Le problème, c’est qu’ils ne peuvent plus qu’espérer un second retournement de situation miracle qui leur permettrait de quitter le terrain avec un 4 à 2 en leur faveur… Dans ce cas, il leur faudrait jouer un troisième match de poule, avec le risque que les rumeurs de début de résolution de la crise grecque se confirment — ce qui reviendrait à jouer sans gardien de but et sans attaquants, avec 11 milieux de terrain chaussés de sabots de bois.

▪ L’image n’est pas gratuite. Nous avons parcouru les forums boursiers et constaté que 90% des messages postés s’insurgeaient contre la hausse « absurde et démesurée » de mercredi.

Manifestement, les 4,3% engrangés par le CAC 40 ou les +4,25% de l’Euro-Stoxx 50 ont pris beaucoup de monde à contrepied. Les vendeurs patinent sévèrement sur un gazon devenu très glissant… et tous ceux qui prétendent ne pas être assez distraits pour se laisser refiler des sabots de bois sont cloués sur place par des semelles de plomb.

Le rebond les a manifestement pris de vitesse, aussi bien techniquement que psychologiquement. Il faut reconnaître — à leur décharge — que le scénario des dernières 48 heures est  hors norme. L’indice Nasdaq, qui tutoyait encore les 2 300 points mardi soir vers 21h, engrange pratiquement 7% en ligne droite. C’est l’une des plus fortes hausses de la décennie sur un intervalle de 10 heures de cotation.

▪ Le marché s’était habitué depuis début juillet à une succession de déconvenues politique et économiques… à un « concours de laideur » entre l’Europe et les Etats-Unis… à un oubli systématique de l’intérêt de l’intérêt général au nom de petits intérêts électoralistes particuliers… à des mois d’échéances politiques majeures où il importe de marquer son territoire aux yeux de l’opinion publique.

Les dernières rumeurs et petites phrases ont manifestement changé de nature. Elles évoquent la possibilité pour le FMI de racheter des dettes souveraines dans des cas de stress exceptionnel des marchés… Et la dernière déclaration d’Angela Merkel concernant le maintien de la Grèce en Zone euro et le renforcement du capital des banques « qui en ont besoin » suggère que l’Allemagne évolue enfin dans le sens souhaité par Olli Rehn sur la question d’un FESF modifié.

▪ Pour en revenir aux éléments positifs tangibles, les investisseurs ont salué un bon indice ISM des services qui est ressorti à 53 aux Etats-Unis, légèrement au-dessus du consensus de 52,8. Le secteur tertiaire ne pâtit guère des turbulences économiques qui obnubilent Wall Street depuis plus de deux mois.

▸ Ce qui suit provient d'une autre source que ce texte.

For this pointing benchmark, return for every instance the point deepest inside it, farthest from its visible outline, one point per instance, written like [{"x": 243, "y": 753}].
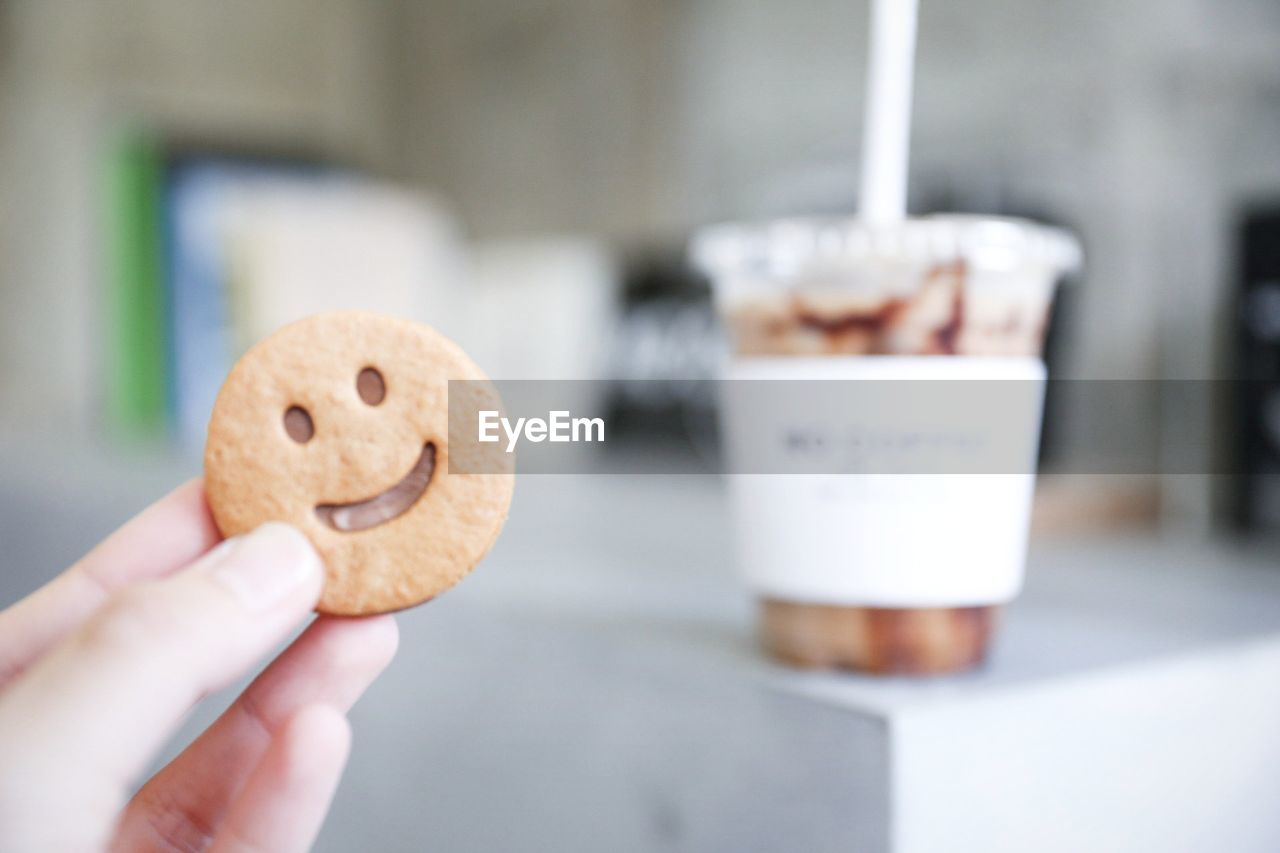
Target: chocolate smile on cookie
[
  {"x": 327, "y": 410},
  {"x": 391, "y": 503}
]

Autre bonne surprise : les chiffres publiés par ADP concernant les créations d’emplois dans le secteur privé américain au mois de septembre sont légèrement meilleurs qu’attendus, à +91 000 au lieu de +75 000.

Nous comprenons la consternation de ceux qui se demandaient hier soir sur les forums boursiers comment les marchés peuvent s’en réjouir de façon aussi exubérante. Il faudrait 250 000 emplois supplémentaires par mois en moyenne pendant trois ans pour résorber le chômage US.

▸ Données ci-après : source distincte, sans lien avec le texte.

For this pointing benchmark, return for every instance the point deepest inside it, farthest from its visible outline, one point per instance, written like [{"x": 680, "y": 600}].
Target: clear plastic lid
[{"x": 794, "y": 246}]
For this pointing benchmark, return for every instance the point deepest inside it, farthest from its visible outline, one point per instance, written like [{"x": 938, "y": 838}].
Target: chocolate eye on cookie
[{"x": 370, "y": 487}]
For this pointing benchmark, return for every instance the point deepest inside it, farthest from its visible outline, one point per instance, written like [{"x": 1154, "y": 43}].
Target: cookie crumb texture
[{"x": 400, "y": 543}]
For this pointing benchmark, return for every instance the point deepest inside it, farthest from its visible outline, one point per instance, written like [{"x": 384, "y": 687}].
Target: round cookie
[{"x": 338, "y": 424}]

Mais ces « bons chiffres » — vous devinez qu’il s’agit d’humour eu égard à la flambée de Wall Street — écartent le scénario d’une récession dure aux Etats-Unis. Les anticipations conjoncturelles des derniers jours s’avèrent un peu trop pessimistes puisque l’activité économique ne chute pas de façon mesurable à la lumière de ce qui précède.

▪ Et cela a été au tour des vendeurs à découvert sur le pétrole et les métaux de se faire coincer les doigts dans la « porte de saloon »… Le baril a effectué hier une remontée de 5,5% à 79,7 $ sur le NYMEX.

Il s’agissait du mouvement le plus spectaculaire du jour, et de loin, sur un marché à terme de référence à l’échelle mondiale… C’est également une preuve supplémentaire que les pessimistes ont cru en un triomphe trop facile, convaincus que la presse économique et les Nuisibles Anonymes allaient continuer d’apporter de l’eau à leur moulin à broyer les actifs boursiers et les matières premières.

Ils viennent de perdre une première bataille après une série impressionnante de victoires sans bavures mais nous sommes bien convaincus qu’ils prendront leur revanche avant Noël.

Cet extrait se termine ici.